27. Motivational speaker?

Following Iowa’s 54-10 against Ohio State, the Hawkeyes sat at 3-4 with what looked like a slim chance to win the Big Ten West. A quarterback controversy, and questions whether the team should throw in the towel loomed over the team. Were there cracks in the cement?

“No offense to them, but I feel like that might be why you’re an outsider,” Campbell passionately spoke. “You just got to have the right mindset to be able to do this at a high level. And I’m not saying everyone is built for this and if you don’t play football you’re lazy or anything like that. I feel like it’s applicable to anything you do in life. If you’re just going to give up when stuff gets harder, I just feel like that’s not the right way to look at things.”

28. Leader by example

Can’t get enough of Jack’s leadership? Neither can Kirk Ferentz.

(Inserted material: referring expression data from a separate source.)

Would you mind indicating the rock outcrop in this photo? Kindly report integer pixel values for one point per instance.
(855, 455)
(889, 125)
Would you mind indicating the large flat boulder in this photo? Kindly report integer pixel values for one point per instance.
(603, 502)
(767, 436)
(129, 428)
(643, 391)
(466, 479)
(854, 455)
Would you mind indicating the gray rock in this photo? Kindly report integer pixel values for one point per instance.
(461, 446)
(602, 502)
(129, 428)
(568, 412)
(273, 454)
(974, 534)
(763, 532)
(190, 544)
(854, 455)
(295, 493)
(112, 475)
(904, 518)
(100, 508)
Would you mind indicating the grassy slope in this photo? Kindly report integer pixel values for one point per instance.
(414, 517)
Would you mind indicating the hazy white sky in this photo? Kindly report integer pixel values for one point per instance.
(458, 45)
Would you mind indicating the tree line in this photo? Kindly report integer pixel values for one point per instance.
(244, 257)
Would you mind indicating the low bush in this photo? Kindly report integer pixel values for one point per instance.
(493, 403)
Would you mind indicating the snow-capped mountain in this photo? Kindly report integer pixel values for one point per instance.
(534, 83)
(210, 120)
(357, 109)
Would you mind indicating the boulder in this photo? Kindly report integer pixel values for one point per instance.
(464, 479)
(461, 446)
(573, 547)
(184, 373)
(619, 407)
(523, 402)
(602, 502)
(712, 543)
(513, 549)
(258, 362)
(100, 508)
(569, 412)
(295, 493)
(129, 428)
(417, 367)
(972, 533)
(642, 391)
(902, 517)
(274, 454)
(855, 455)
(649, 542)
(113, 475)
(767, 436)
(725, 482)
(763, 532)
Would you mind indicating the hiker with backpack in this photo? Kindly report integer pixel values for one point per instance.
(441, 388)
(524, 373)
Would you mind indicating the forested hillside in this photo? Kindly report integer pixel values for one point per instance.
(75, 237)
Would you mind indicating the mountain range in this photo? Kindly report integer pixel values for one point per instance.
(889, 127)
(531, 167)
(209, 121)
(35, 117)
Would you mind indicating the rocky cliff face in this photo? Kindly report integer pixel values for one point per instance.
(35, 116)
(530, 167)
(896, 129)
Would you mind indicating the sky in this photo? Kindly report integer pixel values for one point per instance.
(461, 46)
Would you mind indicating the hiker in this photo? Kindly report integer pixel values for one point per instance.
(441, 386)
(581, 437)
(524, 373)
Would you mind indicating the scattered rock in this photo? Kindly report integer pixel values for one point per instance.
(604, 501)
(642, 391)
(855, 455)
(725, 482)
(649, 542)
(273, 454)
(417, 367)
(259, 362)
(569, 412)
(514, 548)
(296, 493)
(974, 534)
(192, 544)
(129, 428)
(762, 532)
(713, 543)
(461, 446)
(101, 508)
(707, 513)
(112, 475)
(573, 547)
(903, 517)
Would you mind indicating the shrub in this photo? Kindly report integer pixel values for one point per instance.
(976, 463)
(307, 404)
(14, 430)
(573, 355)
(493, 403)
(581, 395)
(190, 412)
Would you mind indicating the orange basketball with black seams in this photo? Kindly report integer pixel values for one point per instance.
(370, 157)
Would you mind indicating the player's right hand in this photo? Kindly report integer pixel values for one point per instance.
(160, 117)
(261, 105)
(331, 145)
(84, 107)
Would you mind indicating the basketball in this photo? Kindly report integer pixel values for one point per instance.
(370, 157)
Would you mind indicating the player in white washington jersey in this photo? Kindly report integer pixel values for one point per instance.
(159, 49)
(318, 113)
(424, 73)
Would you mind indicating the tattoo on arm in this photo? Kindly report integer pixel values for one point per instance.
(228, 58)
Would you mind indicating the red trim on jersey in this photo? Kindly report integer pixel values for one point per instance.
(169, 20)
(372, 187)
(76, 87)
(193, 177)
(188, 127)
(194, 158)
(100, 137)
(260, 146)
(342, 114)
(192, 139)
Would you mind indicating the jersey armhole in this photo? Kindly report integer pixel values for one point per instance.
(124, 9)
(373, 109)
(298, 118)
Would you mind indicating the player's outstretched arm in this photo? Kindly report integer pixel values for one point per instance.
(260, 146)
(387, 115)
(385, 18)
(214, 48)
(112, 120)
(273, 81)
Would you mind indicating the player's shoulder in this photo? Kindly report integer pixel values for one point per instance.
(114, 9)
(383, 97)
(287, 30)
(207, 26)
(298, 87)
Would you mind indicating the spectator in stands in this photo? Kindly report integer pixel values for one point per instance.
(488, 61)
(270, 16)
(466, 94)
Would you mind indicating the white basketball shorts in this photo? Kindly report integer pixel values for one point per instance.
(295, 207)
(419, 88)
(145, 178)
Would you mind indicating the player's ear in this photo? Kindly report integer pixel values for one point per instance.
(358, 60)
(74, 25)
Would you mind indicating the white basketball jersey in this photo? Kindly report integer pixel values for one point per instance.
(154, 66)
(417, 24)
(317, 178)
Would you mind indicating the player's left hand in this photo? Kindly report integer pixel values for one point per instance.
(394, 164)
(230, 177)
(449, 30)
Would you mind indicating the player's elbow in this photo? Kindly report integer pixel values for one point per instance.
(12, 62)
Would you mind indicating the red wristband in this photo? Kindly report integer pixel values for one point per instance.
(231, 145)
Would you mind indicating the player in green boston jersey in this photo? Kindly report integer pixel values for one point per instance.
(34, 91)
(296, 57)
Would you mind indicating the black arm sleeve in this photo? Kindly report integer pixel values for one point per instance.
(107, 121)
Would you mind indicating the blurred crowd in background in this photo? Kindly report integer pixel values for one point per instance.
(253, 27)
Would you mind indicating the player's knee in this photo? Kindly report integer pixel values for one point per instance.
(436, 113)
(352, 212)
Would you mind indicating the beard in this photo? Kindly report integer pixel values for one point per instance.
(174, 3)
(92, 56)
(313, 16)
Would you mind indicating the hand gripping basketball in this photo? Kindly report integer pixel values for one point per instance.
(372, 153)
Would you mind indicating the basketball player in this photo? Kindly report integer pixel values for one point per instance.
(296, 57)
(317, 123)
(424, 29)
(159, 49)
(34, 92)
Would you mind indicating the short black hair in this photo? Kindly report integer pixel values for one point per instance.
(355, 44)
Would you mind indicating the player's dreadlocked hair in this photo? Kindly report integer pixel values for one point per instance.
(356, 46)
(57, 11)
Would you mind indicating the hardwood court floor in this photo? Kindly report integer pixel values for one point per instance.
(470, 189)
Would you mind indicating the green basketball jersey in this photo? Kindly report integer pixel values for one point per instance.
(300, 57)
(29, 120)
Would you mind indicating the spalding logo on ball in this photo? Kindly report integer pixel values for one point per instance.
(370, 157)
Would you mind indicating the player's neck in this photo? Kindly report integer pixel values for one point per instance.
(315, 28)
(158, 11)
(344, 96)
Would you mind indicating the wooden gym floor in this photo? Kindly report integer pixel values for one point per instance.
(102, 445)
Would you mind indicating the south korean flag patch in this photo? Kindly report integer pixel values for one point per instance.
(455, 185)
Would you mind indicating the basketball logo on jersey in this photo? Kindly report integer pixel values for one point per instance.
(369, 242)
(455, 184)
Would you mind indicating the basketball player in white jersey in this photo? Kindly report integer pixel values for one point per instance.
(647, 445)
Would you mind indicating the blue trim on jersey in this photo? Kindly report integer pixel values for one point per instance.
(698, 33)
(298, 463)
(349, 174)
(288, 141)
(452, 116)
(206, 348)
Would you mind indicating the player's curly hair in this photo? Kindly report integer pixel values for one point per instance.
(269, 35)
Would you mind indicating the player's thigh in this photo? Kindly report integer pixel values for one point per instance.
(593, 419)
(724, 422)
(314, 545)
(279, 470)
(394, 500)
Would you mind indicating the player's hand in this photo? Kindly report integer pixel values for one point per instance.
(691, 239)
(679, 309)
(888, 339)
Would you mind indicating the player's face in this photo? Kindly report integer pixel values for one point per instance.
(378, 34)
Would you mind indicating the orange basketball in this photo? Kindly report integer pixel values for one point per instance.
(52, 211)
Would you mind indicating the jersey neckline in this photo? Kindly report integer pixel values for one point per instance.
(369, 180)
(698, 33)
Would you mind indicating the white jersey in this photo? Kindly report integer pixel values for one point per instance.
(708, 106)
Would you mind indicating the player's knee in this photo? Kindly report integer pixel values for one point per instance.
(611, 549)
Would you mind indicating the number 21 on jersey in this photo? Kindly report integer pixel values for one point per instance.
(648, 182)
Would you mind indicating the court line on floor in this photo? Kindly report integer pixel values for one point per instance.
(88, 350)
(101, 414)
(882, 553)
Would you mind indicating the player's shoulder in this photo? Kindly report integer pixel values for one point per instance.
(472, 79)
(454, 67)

After Iowa’s underwhelming 7-3 win over South Dakota State, a game in which Jack’s safety accounted for a good chunk of the team’s scoring, he was asked about the offense’s performance.

“I think they did a hell of a job,” the team captain proclaimed. “There’s no time to point fingers or whine or complain. When you’re in the locker room, you’re one team and one unit.”

Following the game, Ferentz shared the response with the rest of the team.

“That was just a really good message for everybody on our team to hear. That’s the way he’s wired,” Ferentz said about his team captain. “In my opinion that’s why he’s such a great player. I think it’s good for everybody to hear that kind of message. Just in all walks of life, quite frankly.”

29. He brought out emotional Kirk

After Campbell’s final game as a Hawkeye, in the Music City Bowl, his head coach was brought to tears when talking about his homegrown All-American:

“Everything he looks at and sees is opportunity. He’s extremely humble and appreciative. He’s an unbelievable young guy The fun is being on the practice field and game field with guys like that. That’s what the game’s about.”

30. NFL-bound

I’m not even going to act like I know anything about the draft industrial complex — but I do have a strong feeling Jack Campbell will be drafted in April. Despite his outstanding collegiate career — it looks unlikely as of now that he’ll be a first-round pick. It appears the experts coin him as a third- or potentially second-round NFL pick.

USA Today mocked Campbell as a second-round pick just last week, While another site grades Campbell as a third-round prospect. The knocks on Campbell according to NFL Draft Buzz are that “he’s often slow to react and locate the ball against the run” and “a stretch to be able to cover tight ends or running backs in the NFL.”

We know Jack has carried a chip on his shoulder, this certainly won’t change that.

31. Interacting with the media

Personally, Jack was a pleasure to deal with all of last season. Always respectful, always cooperative. Agreeing to a 1-on-1 interview with me was certainly something he didn’t have to do, but he fit it into his busy schedule and made it happen.

I think the rest of the Hawkeye football beat would concur when I say Jack Campbell is a first-class individual. What the average fan sees from afar is what prevails behind the curtain. I’d like to use this final item to thank Jack for every bit of access he’s allowed me to have. I appreciate it, and I hope our audience gained something from our sit-down.